©2012 This excerpt taken from the article of the same name which appeared in ASHRAE Journal, vol. 54, no. 6, June 2012.
Steve Kavanaugh, Ph.D., Fellow ASHRAE and Josh Kavanaugh, Student Member ASHRAE
About the Authors
Steve Kavanaugh, Ph.D., is a professor emeritus of mechanical engineering and Josh Kavanaugh is a post-graduate student in the mechanical engineering department at the University of Alabama, Tuscaloosa, Ala.
Many ground source heat pump (GSHP) systems, also known as geothermal heat pumps (GHPs), have been successfully installed and operated for many years throughout the United States. However, other installations have experienced poor reliability, high energy costs, and undesirable ground loop temperatures. Some have had significant equipment replacements, have added supplemental heating, or installed fluid coolers. A few GSHPs have been abandoned. It has been suggested that a reason for abandonment may be the overheating or freezing of ground formations or groundwater due to imbalances in the amount of heat stored and removed.
An 18-month data collection and analysis project has been completed to identify common characteristics of successful GSHP systems and the prevalence of unacceptable long-term temperature change. The goal of the project is to enhance the ability of GSHPs to minimize energy consumption, electrical demand, and maintenance requirements while being cost effective and environmentally responsible.

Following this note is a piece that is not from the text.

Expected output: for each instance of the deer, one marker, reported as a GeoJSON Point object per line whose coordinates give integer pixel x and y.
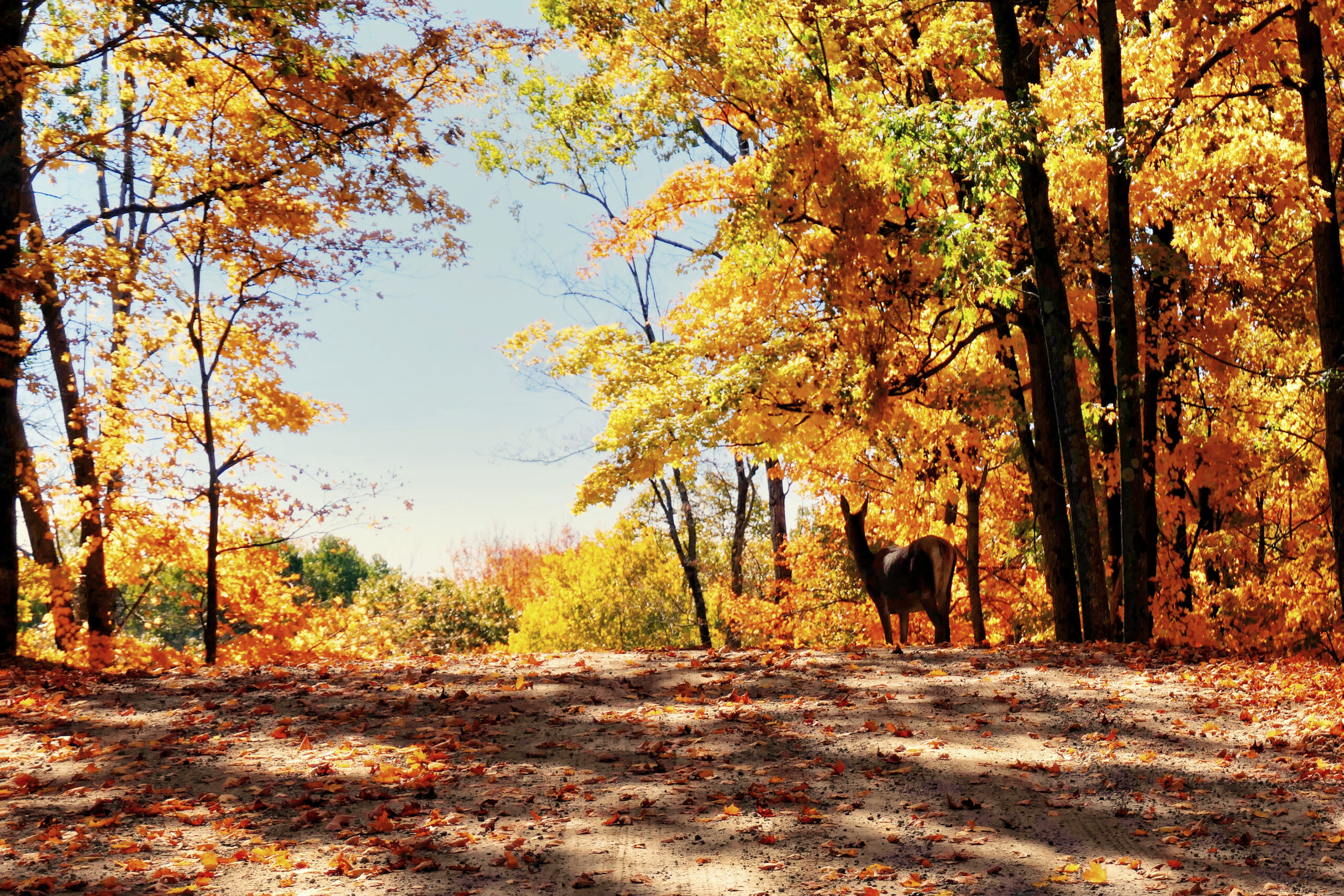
{"type": "Point", "coordinates": [901, 579]}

Gathering critical information from the entire building and GSHP system enables an improved determination of the extent unacceptable GSHP performance is attributable to poor design and installation and what is a result of fundamental thermodynamic limitations. The data collection efforts were structured to gather a limited amount of the critical information for a large number of systems. This article is the first of a series (see sidebar, Page 50) that will discuss the measured results and identify the variety of applications and design options that tend to result in quality, and economically attractive GSHP systems.
This project studied the long-term performance and temperature variations in systems operating in the service territories of the Southern Company and Tennessee Valley Authority (TVA). This includes sites from southern Kentucky to the Florida panhandle. To find sites with a wider variety of GSHP system types with successful long-term operation, the project was expanded to include south-central Texas and central Illinois. The approach included:
- Identify monitoring sites for the following:
Conduct surveys (forms completed with assistance from owners, utilities, designers):
- Length of operation; multiple years of operation;
- Accessibility of data;
- Proximity to nearby sites to minimize travel;
- 30 to 60 sites at various geographic locations with a variety of system types; and
- New buildings with installation cost data near long-term sites.
Collect data including the following:
- Building and GSHP system description performance;
- Energy and demand from utility bills;
- Installation costs for newer sites;
- Comfort/IAQ/satisfaction; and
- Maintenance personnel evaluation.
Provide a summary of results for each site.
Summarize and compare results.
- Temperatures: ground loop, initial ground, change with time and load;
- Loop field description: number of bores, depth, separation, U-tube size, bore grout/fill, header arrangement and sizes, thermal property test and well logs;
- Building details: type, size, loads, occupancy, schedules, ventilation air method;
- Equipment description: heat pump type, capacity, pump system, interior piping, air distribution system, heat pump control method, pump control method;
- Sufficient information to determine ENERGY STAR rating (energy consumption, number of occupants, occupancy hours, important internal loads, etc.); and
- Installation costs for newer buildings.
Figure 1 is a graph of the surveyed commercial buildings with GSHP systems where sufficient information was available to obtain an ENERGY STAR rating. Buildings with ratings below 75 are not official since the EPA ENERGY STAR Buildings program does not list buildings with scores below 75. Unlike many widely used rating systems that rely on predictions of building performance, ENERGY STAR is based on actual building energy use. A simple and inexpensive procedure sums the measured annual energy input from all sources and corrects the rating for building size, type, location, occupancy, schedules, and critical internal loads. A rating of 75 qualifies for ENERGY STAR designation and indicates the normalized building source energy use is lower than 75% of equivalent buildings as determined from the Energy Information Administration Commercial Building Energy Consumption Survey (CBECS).
Twenty-two of the 35 buildings with sufficient information attained an ENERGY STAR designation. The variation in ENERGY STAR rating ranged from a low of one to a high of 100. While most of these systems performed well, this variation indicates GSHPs, in some cases, have been poorly designed and installed.